After begging him to take her to "somewhere in
the light," they appear on a Monterey Bay ocean cliff next to
a classic Monterey pine. Scottie follows rapidly and joins her, and
vows being "committed" to her and "responsible"
for her:
Madeleine: Why did you run?
Scottie: Well, I'm responsible for you now. You know, the Chinese
say that once you've saved a person's life, you're responsible
for it forever. So, I'm committed. I have to know.
Madeleine: There's so little that I know.
Madeleine is haunted by recurring images and dreams
involving death and darkness. As she hugs a craggy, wizened tree
by the seaside, she likens her life to a walk down a long corridor
into darkness. In her hallucinatory description, she includes all
of the spots along her daily wanderings around San Francisco. The
one time she came to the corridor's end was by the bay. After Scottie's
prodding, she also remembers the hotel room, and a freshly dug grave
waiting for her:
Madeleine: It's as though I-I were walking down
a long corridor that once was mirrored. And fragments of that
mirror still hang there. And when I come to the end of the
corridor, there's nothing but darkness. And I know that when
I walk into the darkness, that I'll die. I've never come to
the end. I've always come back before then, except once.
Scottie: Yesterday? (She nods agreement.) And you didn't know.
You didn't know what happened till you found yourself in the...you
didn't know where you were. But the small scenes, the fragments
of the mirror, do you remember those?
Madeleine: Vaguely.
Scottie: What do you remember?
Madeleine: There's a room and I sit there alone, always alone.
Scottie: What else?
Madeleine: A grave.
Scottie: Where?
Madeleine: I don't know. It's an open grave, and I, I stand by
the gravestone looking down into it. It's my grave.
Scottie: But how do you know?
Madeleine: I know.
Scottie: Is there a name on the gravestone?
Madeleine: No. It's new and clean and waiting.
Finally, Madeleine relates another dream that has ambiguous
significance - one of a Spanish tower, bell, and a garden. Scottie
digs further to find the "key" to her mysterious visions,
as she concludes that she may be mad:
Madeleine: There's a tower and a bell and a garden
below. It seems to be in Spain, it's in Spain, but so often
it's gone.
Scottie: A portrait. Do you see a portrait?
Madeleine: No.
Scottie: If I could just find the key, the beginning and put
it together...
Madeleine: ...to explain it away? There is a way to explain it
you see. If I'm mad, that would explain it, wouldn't it?
Suddenly, she appears frightened and runs down the
rocks to the water's edge.
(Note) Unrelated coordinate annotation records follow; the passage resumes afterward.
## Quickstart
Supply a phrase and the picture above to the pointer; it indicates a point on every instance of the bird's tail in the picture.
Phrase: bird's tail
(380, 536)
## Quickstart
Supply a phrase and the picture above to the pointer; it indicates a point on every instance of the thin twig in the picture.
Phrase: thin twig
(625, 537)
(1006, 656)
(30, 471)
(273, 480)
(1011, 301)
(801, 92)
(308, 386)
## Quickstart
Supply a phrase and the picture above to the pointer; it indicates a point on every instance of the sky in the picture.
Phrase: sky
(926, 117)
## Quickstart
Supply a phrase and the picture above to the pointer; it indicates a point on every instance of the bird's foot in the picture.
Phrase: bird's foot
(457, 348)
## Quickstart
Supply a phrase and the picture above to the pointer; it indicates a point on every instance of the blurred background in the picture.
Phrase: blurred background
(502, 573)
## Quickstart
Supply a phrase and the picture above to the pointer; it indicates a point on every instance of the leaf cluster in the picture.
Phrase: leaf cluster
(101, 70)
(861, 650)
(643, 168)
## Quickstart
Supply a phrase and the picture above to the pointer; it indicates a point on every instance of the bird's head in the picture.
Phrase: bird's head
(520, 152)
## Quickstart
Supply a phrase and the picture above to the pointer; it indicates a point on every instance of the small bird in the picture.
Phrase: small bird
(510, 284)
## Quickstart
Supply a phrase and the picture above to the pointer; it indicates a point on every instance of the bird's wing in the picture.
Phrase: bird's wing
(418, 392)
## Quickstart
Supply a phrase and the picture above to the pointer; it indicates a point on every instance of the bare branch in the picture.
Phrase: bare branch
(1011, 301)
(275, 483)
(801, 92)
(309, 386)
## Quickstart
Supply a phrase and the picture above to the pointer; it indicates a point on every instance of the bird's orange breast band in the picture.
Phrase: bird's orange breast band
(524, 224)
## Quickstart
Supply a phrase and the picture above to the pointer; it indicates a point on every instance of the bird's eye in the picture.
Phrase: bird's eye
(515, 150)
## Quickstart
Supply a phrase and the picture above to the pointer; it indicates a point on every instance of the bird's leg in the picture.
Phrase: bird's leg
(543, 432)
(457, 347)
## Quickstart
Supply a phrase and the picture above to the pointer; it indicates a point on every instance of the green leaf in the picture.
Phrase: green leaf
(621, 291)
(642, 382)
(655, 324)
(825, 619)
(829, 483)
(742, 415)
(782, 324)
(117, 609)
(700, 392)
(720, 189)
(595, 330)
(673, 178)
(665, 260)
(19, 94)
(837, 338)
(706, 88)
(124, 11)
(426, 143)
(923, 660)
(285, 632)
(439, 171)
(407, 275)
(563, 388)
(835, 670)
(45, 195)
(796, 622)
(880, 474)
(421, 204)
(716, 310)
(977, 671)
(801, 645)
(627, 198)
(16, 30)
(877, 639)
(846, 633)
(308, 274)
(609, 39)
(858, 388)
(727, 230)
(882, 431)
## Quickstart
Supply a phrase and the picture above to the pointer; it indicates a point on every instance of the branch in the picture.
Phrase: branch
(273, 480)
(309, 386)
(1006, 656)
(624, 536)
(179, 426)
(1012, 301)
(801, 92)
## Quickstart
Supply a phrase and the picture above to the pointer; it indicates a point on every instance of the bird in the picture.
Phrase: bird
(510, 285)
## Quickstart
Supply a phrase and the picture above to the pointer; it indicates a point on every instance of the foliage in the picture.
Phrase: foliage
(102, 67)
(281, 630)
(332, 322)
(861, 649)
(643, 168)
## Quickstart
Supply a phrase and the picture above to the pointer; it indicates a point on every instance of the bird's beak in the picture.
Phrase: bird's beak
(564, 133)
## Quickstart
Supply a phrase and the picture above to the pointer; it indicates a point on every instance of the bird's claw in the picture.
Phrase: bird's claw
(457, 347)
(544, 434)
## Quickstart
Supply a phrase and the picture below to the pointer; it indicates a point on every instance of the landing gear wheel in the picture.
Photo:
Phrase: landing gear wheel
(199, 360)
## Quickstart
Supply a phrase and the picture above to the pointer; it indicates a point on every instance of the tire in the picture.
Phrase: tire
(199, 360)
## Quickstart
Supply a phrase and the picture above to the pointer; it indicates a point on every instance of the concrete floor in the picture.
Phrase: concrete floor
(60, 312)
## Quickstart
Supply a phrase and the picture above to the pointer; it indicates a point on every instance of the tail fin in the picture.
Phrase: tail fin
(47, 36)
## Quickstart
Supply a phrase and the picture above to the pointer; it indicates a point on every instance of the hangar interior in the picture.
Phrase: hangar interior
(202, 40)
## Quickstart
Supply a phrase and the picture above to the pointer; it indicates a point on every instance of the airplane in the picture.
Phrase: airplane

He races after her and they embrace -
in a perfect synthesis of both death and erotic romance within their
relationship:
Madeleine: Oh Scottie. I'm not mad. I'm not mad.
I don't want to die. There's someone within me and she says
I must die. Oh Scottie, don't let me go.
Scottie: I'm here. I've got you.
Madeleine: I'm so afraid. (They kiss passionately as the ocean
waves crash on the rocks behind them.) Don't leave me. Stay with
me.
Scottie: All the time.
Vowing to protect her from harm (and thereby possess
and identify with her, even if it means personal annihilation due
to her death wishes), they again cling to each other and kiss passionately
as the turbulent waves once more crash melodramatically into the
rocks behind them. The climactic scene fades to black.